In our family, Thanksgiving is always different. Sometimes we keep it to a minimal, sometimes we take it as an opportunity to be really creative and make complicated dishes. We stick to some traditions, like cranberry sauce, but turkey has only made its appearance on our table once. We try to keep it as local as possible and then perhaps leave a little room for the exceptions. 

This year my sister and I baked a pumpkin pie, using a sugar pumpkin. We've never done that before, which I find surprising. We usually bake an apple cake, and sometimes we avoid dessert altogether (because both of our birthdays fall around Thanksgiving, so we have plenty of cakes to worry about already.)

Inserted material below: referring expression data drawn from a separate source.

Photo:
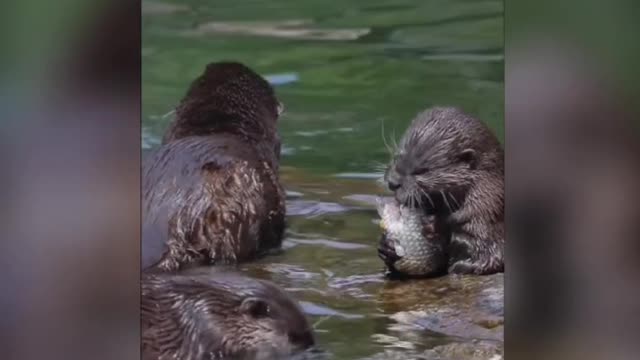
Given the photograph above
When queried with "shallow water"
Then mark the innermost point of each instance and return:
(346, 70)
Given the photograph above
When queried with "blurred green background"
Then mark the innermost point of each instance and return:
(396, 59)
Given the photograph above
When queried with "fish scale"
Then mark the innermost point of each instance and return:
(403, 228)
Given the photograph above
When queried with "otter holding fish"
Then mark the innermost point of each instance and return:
(451, 165)
(412, 243)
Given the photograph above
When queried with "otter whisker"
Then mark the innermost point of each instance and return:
(393, 138)
(426, 194)
(454, 200)
(384, 140)
(446, 201)
(320, 321)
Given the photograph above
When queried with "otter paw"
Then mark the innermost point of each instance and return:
(463, 267)
(387, 252)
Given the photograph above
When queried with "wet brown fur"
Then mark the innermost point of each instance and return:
(211, 191)
(219, 315)
(453, 162)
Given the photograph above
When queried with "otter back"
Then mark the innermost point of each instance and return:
(209, 198)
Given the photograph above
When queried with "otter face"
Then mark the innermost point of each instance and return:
(274, 327)
(430, 166)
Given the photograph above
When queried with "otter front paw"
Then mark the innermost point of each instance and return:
(464, 268)
(387, 252)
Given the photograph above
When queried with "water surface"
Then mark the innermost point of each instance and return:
(346, 70)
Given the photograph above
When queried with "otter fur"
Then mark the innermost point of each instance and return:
(451, 164)
(219, 315)
(211, 192)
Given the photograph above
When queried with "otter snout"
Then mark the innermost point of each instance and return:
(394, 180)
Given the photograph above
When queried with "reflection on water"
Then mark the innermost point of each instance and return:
(344, 70)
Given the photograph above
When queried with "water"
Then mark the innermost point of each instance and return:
(344, 70)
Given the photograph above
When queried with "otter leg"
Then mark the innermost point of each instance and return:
(471, 255)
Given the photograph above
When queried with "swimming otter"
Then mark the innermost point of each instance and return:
(215, 315)
(211, 191)
(451, 164)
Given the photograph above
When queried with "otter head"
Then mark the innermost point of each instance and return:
(228, 98)
(439, 157)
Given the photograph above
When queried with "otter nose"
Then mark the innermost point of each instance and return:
(393, 184)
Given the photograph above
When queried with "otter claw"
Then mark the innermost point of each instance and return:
(386, 252)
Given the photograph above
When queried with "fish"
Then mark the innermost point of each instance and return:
(412, 243)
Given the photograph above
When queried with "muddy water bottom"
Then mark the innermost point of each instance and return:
(329, 263)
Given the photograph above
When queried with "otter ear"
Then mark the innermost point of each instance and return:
(468, 156)
(255, 307)
(280, 108)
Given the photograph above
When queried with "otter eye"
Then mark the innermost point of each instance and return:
(420, 170)
(256, 308)
(280, 108)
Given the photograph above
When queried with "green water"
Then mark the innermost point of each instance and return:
(356, 65)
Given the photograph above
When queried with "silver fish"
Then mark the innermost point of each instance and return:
(412, 243)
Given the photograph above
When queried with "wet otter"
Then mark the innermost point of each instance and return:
(211, 191)
(451, 164)
(215, 315)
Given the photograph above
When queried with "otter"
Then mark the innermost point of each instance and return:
(451, 164)
(211, 191)
(198, 314)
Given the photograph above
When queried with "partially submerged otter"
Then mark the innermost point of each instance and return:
(219, 315)
(211, 191)
(452, 164)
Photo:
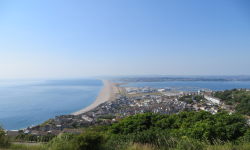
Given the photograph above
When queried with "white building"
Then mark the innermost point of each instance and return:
(212, 99)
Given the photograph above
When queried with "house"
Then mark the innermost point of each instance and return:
(55, 132)
(13, 133)
(42, 133)
(212, 99)
(34, 132)
(72, 131)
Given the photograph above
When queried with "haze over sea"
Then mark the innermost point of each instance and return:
(27, 103)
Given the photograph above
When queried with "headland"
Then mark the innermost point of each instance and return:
(107, 94)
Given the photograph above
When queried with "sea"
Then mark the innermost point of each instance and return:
(24, 103)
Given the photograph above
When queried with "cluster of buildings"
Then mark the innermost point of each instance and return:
(145, 90)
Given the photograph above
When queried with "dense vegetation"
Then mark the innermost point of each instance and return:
(186, 130)
(106, 117)
(240, 99)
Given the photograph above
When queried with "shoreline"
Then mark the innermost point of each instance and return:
(107, 94)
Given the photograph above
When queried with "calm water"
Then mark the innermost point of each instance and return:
(215, 86)
(27, 103)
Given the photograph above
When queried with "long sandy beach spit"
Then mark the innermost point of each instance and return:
(107, 94)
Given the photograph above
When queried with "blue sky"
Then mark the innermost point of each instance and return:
(79, 38)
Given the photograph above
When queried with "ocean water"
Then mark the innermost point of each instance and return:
(27, 103)
(215, 86)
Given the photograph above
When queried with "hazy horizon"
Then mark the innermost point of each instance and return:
(77, 39)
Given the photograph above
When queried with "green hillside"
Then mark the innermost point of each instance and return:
(186, 130)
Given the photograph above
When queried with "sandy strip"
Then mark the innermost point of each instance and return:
(107, 94)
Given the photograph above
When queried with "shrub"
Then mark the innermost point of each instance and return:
(88, 140)
(4, 140)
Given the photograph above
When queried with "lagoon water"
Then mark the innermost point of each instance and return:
(27, 103)
(215, 86)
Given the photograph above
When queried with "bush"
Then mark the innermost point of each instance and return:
(88, 140)
(4, 140)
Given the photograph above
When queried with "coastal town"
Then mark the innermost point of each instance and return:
(130, 101)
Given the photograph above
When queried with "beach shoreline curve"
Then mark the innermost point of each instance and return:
(107, 94)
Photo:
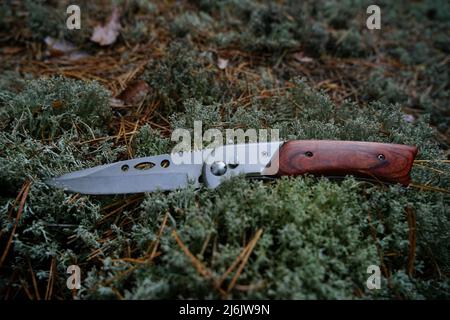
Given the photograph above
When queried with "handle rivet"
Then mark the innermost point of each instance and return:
(218, 168)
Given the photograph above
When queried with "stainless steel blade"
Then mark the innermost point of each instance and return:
(133, 176)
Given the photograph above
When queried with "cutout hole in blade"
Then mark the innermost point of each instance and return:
(165, 163)
(144, 165)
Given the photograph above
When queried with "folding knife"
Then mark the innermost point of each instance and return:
(383, 162)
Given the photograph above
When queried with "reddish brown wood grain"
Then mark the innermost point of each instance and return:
(380, 161)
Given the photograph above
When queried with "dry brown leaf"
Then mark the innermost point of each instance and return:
(300, 57)
(135, 92)
(106, 35)
(59, 48)
(222, 63)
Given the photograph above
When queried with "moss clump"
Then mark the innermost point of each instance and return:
(47, 108)
(181, 75)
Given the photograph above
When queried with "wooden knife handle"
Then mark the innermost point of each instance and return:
(381, 161)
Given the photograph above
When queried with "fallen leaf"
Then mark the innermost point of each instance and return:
(135, 92)
(116, 103)
(11, 50)
(57, 104)
(300, 57)
(222, 63)
(59, 48)
(107, 34)
(409, 118)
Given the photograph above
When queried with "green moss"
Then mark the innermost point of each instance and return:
(47, 108)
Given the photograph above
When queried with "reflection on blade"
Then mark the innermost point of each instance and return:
(132, 176)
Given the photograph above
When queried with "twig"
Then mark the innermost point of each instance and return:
(23, 195)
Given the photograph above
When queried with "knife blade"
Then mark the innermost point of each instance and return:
(210, 167)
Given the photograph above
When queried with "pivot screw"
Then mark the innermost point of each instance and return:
(218, 168)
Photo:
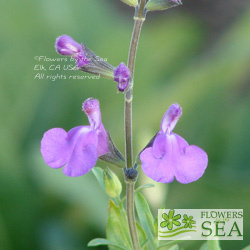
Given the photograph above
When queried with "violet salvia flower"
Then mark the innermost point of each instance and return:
(122, 76)
(170, 155)
(65, 45)
(78, 149)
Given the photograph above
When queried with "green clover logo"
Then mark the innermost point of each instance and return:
(170, 219)
(188, 221)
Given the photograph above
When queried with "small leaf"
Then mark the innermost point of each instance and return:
(117, 226)
(98, 173)
(170, 244)
(99, 242)
(145, 217)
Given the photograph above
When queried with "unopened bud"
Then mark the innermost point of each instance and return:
(67, 46)
(112, 184)
(122, 76)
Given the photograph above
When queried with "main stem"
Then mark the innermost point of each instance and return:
(138, 21)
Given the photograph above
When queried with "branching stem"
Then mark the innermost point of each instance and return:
(138, 21)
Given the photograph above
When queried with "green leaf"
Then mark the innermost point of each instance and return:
(98, 173)
(169, 244)
(117, 226)
(99, 242)
(145, 217)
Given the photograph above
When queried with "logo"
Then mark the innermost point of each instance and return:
(200, 224)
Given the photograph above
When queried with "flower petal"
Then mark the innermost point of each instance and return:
(102, 146)
(54, 147)
(186, 163)
(191, 165)
(159, 145)
(159, 170)
(170, 118)
(84, 156)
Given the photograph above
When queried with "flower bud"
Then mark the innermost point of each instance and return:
(132, 3)
(66, 46)
(91, 107)
(112, 184)
(122, 76)
(153, 5)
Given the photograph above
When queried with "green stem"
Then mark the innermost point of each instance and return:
(131, 216)
(138, 21)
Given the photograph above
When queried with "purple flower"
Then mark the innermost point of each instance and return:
(122, 76)
(79, 149)
(66, 46)
(170, 155)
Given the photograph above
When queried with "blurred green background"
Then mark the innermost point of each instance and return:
(197, 55)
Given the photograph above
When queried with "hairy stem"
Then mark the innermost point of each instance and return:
(138, 21)
(131, 216)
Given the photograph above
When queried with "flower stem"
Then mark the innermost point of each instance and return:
(130, 184)
(131, 216)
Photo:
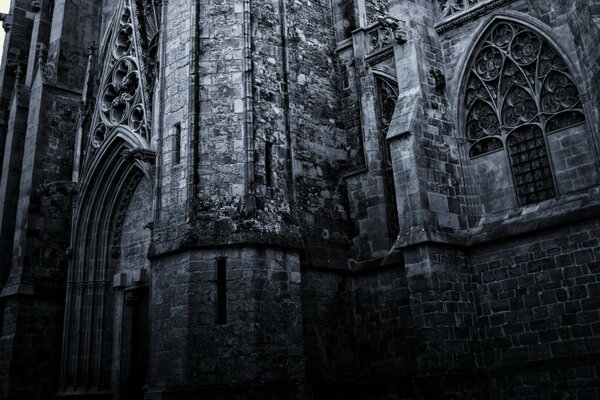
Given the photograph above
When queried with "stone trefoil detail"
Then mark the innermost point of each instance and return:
(519, 90)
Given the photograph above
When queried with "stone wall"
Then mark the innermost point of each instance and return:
(259, 349)
(538, 307)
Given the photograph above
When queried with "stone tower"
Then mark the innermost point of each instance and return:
(300, 199)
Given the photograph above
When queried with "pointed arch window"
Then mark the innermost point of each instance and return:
(518, 90)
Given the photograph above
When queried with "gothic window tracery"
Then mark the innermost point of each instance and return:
(518, 90)
(127, 82)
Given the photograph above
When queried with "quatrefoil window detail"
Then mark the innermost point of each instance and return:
(518, 90)
(120, 95)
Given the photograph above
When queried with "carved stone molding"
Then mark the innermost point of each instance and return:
(36, 5)
(62, 187)
(148, 156)
(6, 21)
(458, 12)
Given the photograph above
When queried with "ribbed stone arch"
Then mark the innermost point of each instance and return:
(105, 192)
(518, 88)
(387, 97)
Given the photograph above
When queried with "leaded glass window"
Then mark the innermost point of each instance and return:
(519, 89)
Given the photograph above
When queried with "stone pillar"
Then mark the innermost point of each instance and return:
(225, 315)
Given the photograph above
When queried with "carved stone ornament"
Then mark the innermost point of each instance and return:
(6, 21)
(36, 5)
(518, 90)
(438, 79)
(126, 85)
(388, 32)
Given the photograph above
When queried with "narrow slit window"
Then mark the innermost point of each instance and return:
(269, 164)
(221, 291)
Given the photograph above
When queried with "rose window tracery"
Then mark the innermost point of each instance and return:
(518, 90)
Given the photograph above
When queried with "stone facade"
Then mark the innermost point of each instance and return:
(284, 199)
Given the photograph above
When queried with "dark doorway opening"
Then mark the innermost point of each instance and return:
(134, 351)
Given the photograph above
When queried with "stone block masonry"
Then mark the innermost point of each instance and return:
(300, 199)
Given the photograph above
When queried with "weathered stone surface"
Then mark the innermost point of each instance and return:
(300, 199)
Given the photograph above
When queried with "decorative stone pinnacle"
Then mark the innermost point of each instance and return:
(6, 21)
(18, 73)
(92, 48)
(397, 27)
(36, 5)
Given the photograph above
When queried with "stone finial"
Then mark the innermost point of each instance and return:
(6, 21)
(36, 5)
(437, 78)
(92, 48)
(397, 26)
(42, 51)
(18, 73)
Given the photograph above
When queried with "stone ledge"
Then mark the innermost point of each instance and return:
(568, 209)
(219, 234)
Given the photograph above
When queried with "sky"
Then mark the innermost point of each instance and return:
(4, 6)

Tonight's dinner is mostly vegetable-based and covers the spectrum of colors (which I think is important for every plate!) On the Menu:

Roasted Butternut Squash
 with cinnamon, star anise and fennel spice blend

Sweet Potato Bites
lightly sweetened with Agave

Steamed Green Beans

Steamed Leeks

Roasted Spaghetti Squash
with melted, salted butter

Stuffing
with celery and onions

Mashed Potatoes
homemade

Brown Gravy
from 'Simply Organic'

Cranberry Sauce
homemade

...

Homemade Pumpkin Pie
from real sugar pumpkins

I'm thankful that we can indulge in so much amazing food, local, organic, sustainable. I'm thankful that despite the changing times, with GMOs and artificial food, with consumerism, corporate greed, mass-production, factory-farming and bureaucratic idiocies, there are still good people out there, who understand and appreciate nature and food and all that is good. Peace.